The root cause appears to have had nothing to do with Microsoft, and everything to do with a third-party security plug-in. “The Microsoft Azure AD WAM [Active Directory Web Account Manager] plug-in [was] removed as a side effect of a remote scan performed by a vulnerability assessment software provided by Tenable, a third-party provider. The plug-in facilitates the authentication of desktop applications,” Microsoft said in an advisory note.
More simply put, a vulnerability scan apparently uninstalled the desktop authentication client used to connect to Microsoft 365 services. Microsoft and Tenable eventually patched the plug-in, but the impact on customers had already been felt.
Fortunately, the impact was limited to a specific configuration of enterprise systems. It required desktop use of Tenable and Microsoft 365. In addition, an article in Tenable’s online community advised that customers “with scanners on custom feed schedules or in ‘air-gapped’ environments were most at-risk.”
The second incident to impact Microsoft services was similarly unusual. Azure users running Ubuntu 18.04-based virtual machines, with an automatic patching feature of the operating system called “unattended upgrades” enabled, received the following response: “systemd version 237-3ubuntu10.54.” This would have manifested as DNS resolution errors for backend systems, which was reflected in ThousandEyes’ outage map.
Microsoft said that a “combination of different Canonical Ubuntu updates led to a race condition, which manifested in DNS failures for Ubuntu 18.04 (bionic) Azure VMs.” An Ubuntu bug report confirmed the bug caused “a widespread outage … on Azure instances. Instances could no longer resolve DNS queries, breaking networking.”
In a post-incident report, Microsoft indicated it would review the ability for customers to have unattended upgrades enabled for Azure VMs. “When users opt into unattended updates [sic], they agree to receive updates from Canonical immediately after it is published. Considering their criticality, security updates do not go through our SDP [safe deployment] process, however, we are reviewing this process in the medium term to ensure that we minimize customer impact during incidents like these.”
The third incident for Microsoft flew largely under the radar. A power outage caused by regional wildfires triggered a loss of power to the 10+ facilities that power its West US 2 cloud region. However, as we’ve seen many times before, backup systems (the UPS and generators) may have failed to kick in or could not carry additional load at two of these facilities, leading to a disruption to services.
The two facilities that went offline housed “a number of storage and compute scale units,” Microsoft said in a post-incident report. That led to issues with a range of storage and database-oriented Azure services.
From ThousandEyes’ observations, it appeared Microsoft was able to load-balance and reroute customer resource requests to other (online) storage infrastructure in different regions to offset customer impact. We observed little direct customer impact caused by this incident aside from some increased latency.

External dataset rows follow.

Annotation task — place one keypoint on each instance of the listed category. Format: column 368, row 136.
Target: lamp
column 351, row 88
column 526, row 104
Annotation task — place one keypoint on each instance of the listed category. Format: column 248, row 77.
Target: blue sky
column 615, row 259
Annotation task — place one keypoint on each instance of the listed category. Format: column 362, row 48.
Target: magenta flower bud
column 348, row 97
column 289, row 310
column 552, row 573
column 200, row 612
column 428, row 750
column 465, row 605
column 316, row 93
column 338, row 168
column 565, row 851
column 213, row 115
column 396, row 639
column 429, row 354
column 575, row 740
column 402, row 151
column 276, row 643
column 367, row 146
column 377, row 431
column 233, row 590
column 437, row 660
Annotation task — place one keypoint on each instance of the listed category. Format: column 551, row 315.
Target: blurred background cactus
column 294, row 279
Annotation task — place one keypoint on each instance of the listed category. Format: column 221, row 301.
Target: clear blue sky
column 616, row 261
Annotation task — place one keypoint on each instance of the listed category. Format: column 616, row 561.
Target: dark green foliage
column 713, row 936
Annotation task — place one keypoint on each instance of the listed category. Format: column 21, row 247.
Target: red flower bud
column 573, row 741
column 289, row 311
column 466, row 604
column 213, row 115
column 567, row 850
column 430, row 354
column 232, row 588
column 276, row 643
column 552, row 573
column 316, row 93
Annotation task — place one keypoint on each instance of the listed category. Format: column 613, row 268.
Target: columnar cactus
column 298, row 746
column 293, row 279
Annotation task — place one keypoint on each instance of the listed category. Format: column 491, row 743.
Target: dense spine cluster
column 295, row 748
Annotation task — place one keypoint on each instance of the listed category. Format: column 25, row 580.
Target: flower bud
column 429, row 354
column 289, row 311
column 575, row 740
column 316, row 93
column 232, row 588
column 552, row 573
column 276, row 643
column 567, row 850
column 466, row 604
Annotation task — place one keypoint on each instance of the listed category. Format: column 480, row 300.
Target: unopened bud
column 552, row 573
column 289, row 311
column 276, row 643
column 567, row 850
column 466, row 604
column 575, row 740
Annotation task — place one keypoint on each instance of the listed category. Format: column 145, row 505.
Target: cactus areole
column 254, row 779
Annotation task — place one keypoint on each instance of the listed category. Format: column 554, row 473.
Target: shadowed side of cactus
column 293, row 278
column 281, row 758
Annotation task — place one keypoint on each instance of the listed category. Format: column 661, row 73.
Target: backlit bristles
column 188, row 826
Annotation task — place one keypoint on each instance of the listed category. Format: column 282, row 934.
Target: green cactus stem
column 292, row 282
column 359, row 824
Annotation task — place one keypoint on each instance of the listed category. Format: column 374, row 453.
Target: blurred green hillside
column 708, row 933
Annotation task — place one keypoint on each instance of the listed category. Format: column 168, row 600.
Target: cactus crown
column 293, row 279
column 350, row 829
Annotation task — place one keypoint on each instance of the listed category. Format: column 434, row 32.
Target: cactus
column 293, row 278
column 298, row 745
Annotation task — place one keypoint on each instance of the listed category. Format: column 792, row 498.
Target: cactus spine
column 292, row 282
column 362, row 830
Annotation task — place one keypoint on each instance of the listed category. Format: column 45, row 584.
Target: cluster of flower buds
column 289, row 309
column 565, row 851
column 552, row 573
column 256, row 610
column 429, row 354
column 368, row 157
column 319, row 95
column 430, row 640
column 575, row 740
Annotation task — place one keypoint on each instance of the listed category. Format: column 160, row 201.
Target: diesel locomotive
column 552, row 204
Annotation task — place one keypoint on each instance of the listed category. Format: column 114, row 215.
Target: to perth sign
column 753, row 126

Internet Outages and Trends
Looking at global outages across ISPs, cloud service provider networks, collaboration app networks, and edge networks, over the previous two weeks we saw:
- Global outages initially dropped from 363 to 327, a 10% decrease compared to August 22-28, before rising the following week, where we observed a rise from 327 to 414, a 27% increase when compared to the previous week.
- This pattern was reflected domestically, with an initial drop from 91 to 87, a 4% decrease compared to August 22-28, before rising from 87 to 133, a 53% increase from the previous week.
- US-centric outages accounted for 30% of all observed outages, which is a larger percentage than observed in August 15-21 and Aug 22-28, where they only accounted for 26% of observed outages.
A pair of non cloud-related outages or post-incident actions are also worth touching on.
First, Starlink is reported to have suffered a global outage on August 30 for about three hours. Users also reported degraded speeds as the low earth orbit (LEO) satellite broadband service came back online. It appears there was no official confirmation or post-incident report.
There was also a report that Rogers Communications in Canada will split its wireline and wireless networks as part of ongoing action stemming from a July 8 outage that impacted more than 12 million users. It’s become common for subscribers of Rogers’ wireline services to have a cellular backup service for continuity purposes. This would not work, however, if the wireline and wireless networks are interdependent.
The fact that these networks will now be separated is a positive. It shows Rogers has done its investigative analysis, accepted they have single points of failure, and are now using the data and information to take action and eradicate those single points. This is exactly what you want every network operator or cloud provider to do after an incident: establish visibility or close visibility gaps into their infrastructure, identify areas for optimization or improvement, and action them. You really can’t ask for more than that.